So wrote Rosamund Lehmann in her autobiography, The Swan in the Evening, from which you can read an extract here.
Dusty Answer is an astonishing first novel. Lehmann wrote it in 1927, when she was in her early twenties, unhappily married and uncertain what to do with her life. The young heroine, Judith Earle, is similarly uncertain. The novel follows her from her childhood, when, in her pleasant, cultured, middle-class home by a river, she is entranced by the rather older children who sometimes stay next door with their grandmother: "stupid, funny, serious Martin", beautiful Charlie, sarcastic, clever Julian, attractive, mercurial Roddy, and Mariella, the only girl, "remote and unruffled, coolly friendly". After the first world war, Judith, now a young adult, meets them again, by which time Charlie has been killed in the war, first having married Mariella, who is now bringing up their baby son Peter. The story now follows Judith through her three years as an undergraduate at Cambridge, where she becomes involved in an intense relationship with the beautiful, wild Jennifer Baird.

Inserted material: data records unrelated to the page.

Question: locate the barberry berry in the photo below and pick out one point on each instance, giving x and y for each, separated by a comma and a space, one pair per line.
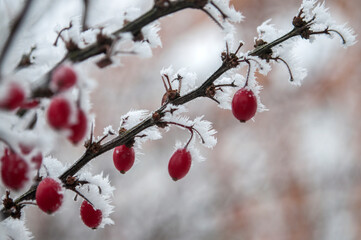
123, 158
179, 164
14, 170
244, 104
49, 196
90, 216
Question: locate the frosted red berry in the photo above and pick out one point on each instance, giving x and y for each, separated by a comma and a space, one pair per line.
179, 164
13, 98
37, 159
14, 170
49, 196
123, 158
58, 113
78, 129
90, 216
244, 104
63, 78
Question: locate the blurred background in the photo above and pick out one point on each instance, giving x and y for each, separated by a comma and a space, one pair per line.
293, 173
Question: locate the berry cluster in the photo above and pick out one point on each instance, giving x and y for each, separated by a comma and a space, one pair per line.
60, 110
49, 198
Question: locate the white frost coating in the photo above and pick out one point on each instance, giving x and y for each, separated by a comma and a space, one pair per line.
188, 79
348, 34
150, 32
230, 34
134, 117
225, 95
202, 126
255, 87
99, 193
232, 14
14, 229
108, 129
323, 20
268, 32
195, 154
142, 49
132, 13
262, 66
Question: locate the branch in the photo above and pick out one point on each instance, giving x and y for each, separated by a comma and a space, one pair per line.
13, 31
85, 15
128, 135
158, 11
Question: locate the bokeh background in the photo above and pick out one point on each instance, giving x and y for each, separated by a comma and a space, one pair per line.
293, 173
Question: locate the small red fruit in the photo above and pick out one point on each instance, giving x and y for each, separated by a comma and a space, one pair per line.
179, 164
14, 170
90, 216
78, 129
244, 104
37, 159
14, 97
30, 104
62, 78
48, 195
123, 158
58, 112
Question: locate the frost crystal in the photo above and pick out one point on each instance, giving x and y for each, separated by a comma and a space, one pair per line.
99, 193
204, 127
14, 229
133, 118
150, 33
188, 79
322, 20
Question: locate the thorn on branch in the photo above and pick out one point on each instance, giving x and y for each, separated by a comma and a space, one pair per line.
85, 15
191, 130
224, 16
327, 31
69, 44
288, 67
170, 93
231, 59
25, 60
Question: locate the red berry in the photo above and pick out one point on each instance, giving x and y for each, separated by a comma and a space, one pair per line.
30, 104
48, 195
79, 128
123, 158
244, 104
37, 159
179, 164
14, 97
90, 216
58, 112
62, 78
14, 170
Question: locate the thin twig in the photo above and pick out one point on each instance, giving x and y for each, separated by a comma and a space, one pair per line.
85, 15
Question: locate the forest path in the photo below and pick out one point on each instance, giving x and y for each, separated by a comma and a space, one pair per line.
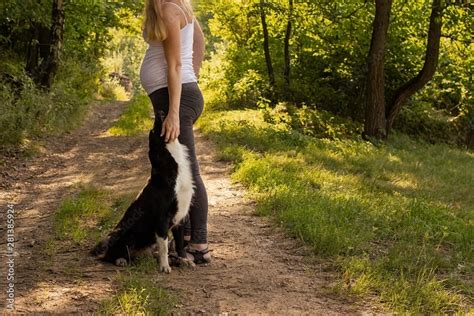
256, 269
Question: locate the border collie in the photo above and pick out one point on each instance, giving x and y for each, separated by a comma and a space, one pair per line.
161, 205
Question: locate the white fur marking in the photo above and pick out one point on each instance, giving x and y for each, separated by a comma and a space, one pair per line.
184, 188
163, 255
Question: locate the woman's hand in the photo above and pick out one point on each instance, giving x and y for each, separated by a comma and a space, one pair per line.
170, 126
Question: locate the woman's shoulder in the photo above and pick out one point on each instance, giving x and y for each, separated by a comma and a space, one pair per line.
171, 8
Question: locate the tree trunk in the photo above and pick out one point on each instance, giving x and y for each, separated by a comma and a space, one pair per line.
286, 71
375, 103
49, 66
428, 70
266, 45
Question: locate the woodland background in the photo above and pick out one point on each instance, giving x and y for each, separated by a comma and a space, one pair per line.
375, 97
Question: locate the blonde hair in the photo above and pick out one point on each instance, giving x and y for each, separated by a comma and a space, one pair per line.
154, 29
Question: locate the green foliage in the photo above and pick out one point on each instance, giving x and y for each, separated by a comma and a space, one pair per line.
310, 121
28, 111
394, 219
328, 50
92, 30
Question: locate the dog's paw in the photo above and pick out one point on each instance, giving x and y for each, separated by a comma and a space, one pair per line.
186, 263
165, 268
121, 262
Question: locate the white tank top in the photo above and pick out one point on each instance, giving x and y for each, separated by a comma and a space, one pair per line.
153, 71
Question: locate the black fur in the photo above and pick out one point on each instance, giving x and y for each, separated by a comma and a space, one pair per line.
151, 214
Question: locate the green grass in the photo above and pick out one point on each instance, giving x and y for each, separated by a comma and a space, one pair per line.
88, 215
395, 218
136, 119
138, 293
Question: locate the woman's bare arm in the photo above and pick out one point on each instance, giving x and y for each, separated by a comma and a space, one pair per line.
199, 45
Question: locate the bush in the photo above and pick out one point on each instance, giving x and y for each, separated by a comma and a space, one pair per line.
424, 122
310, 121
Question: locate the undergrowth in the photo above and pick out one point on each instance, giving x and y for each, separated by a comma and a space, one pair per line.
396, 218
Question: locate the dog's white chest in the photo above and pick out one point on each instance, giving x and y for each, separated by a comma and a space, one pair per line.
184, 188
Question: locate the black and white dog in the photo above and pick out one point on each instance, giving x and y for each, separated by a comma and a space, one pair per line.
161, 205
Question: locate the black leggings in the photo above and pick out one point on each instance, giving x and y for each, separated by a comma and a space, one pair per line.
191, 107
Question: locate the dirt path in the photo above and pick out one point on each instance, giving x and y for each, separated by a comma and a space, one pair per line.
256, 269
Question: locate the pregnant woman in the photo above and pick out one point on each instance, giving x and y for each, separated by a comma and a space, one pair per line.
169, 74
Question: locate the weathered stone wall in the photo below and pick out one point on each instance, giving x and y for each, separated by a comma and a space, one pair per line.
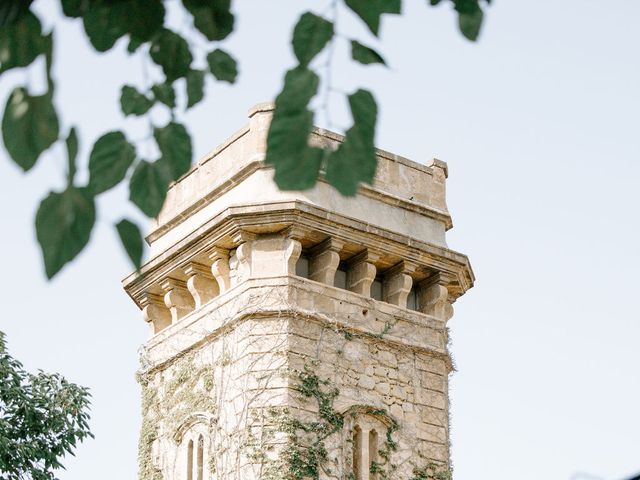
232, 370
297, 335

Flung into despair at the ending of that relationship, when Jennifer abandons her for the unsympathetic, domineering lesbian Geraldine Manners, Judith becomes involved, one after another, with all three of the surviving young men. All three involvements end badly. After an idyllic night with Roddy, she writes to him expressing her undying love, only to find he had seen their night together as a passing diversion. Devastated, and unable to forget Roddy, she agrees to marry Martin, but realises in time that she cannot go through with it, and breaks the engagement. Julian, who has always been in love with her, now proposes that she should become his mistress, but though she initially agrees, this relationship too ends when it is revealed that Martin has been drowned at sea. Judith is left alone at the end, "a person whose whole past had made one great circle, completed now and ready to be discarded. Soon she must begin to think: What next? But not quite yet".

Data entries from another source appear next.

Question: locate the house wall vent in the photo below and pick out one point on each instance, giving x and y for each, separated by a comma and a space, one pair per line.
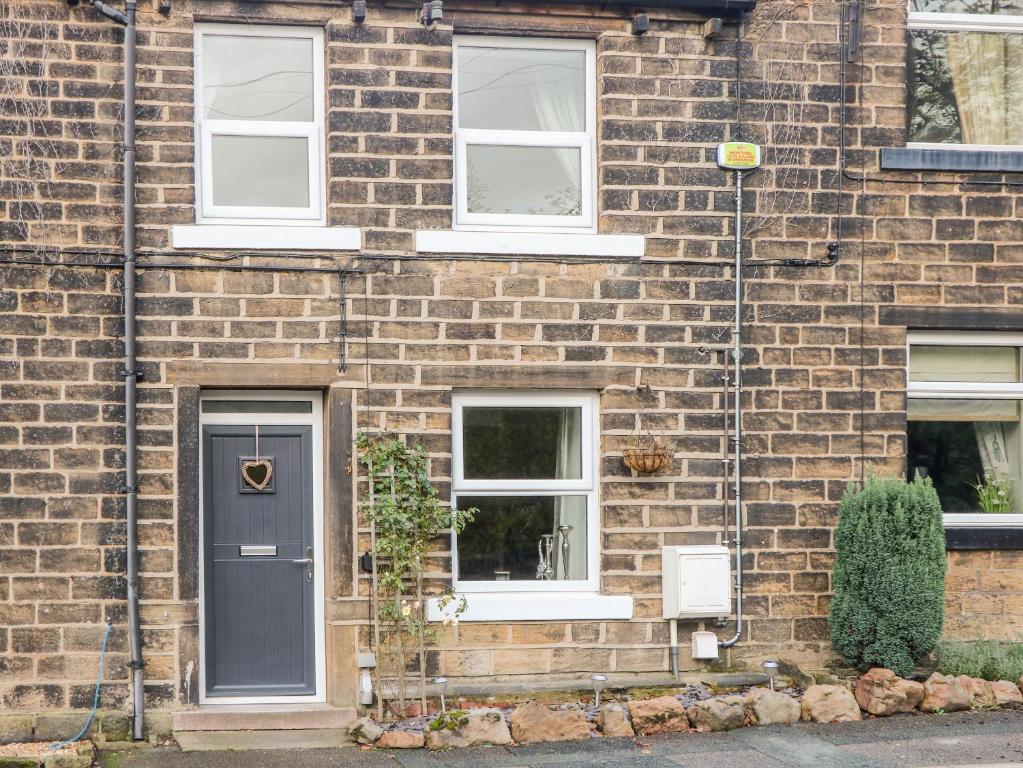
695, 582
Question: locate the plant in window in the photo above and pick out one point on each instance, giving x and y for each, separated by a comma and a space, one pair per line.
889, 574
994, 495
407, 517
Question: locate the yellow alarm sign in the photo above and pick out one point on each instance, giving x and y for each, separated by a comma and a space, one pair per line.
739, 155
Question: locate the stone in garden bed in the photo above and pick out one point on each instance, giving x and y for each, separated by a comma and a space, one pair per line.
458, 728
943, 693
534, 722
400, 739
979, 692
30, 755
662, 715
1006, 692
613, 720
881, 692
768, 707
365, 730
720, 713
830, 704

All this may sound very intense and breathless, and in truth it is. But it is so astonishingly perceptive, so acute in its observation of people, and their feelings, and the way they relate to each other. And Lehmann writes so superbly: her descriptions of the natural world are wonderful. Here's just one taster to finish with:
"It was autumn, and soon the lawn had a chill smoke-blue mist on it. All the blurred heavy garden was as still as glass, bowed down, folded up into itself, deaf, dumb and blind with secrets. Under the mist the silky river lay flat and flawless, wanly shining. All the colours of sky and earth were thin ghosts of themselves: and on the air were the troubling bitter-sweet odours of decay".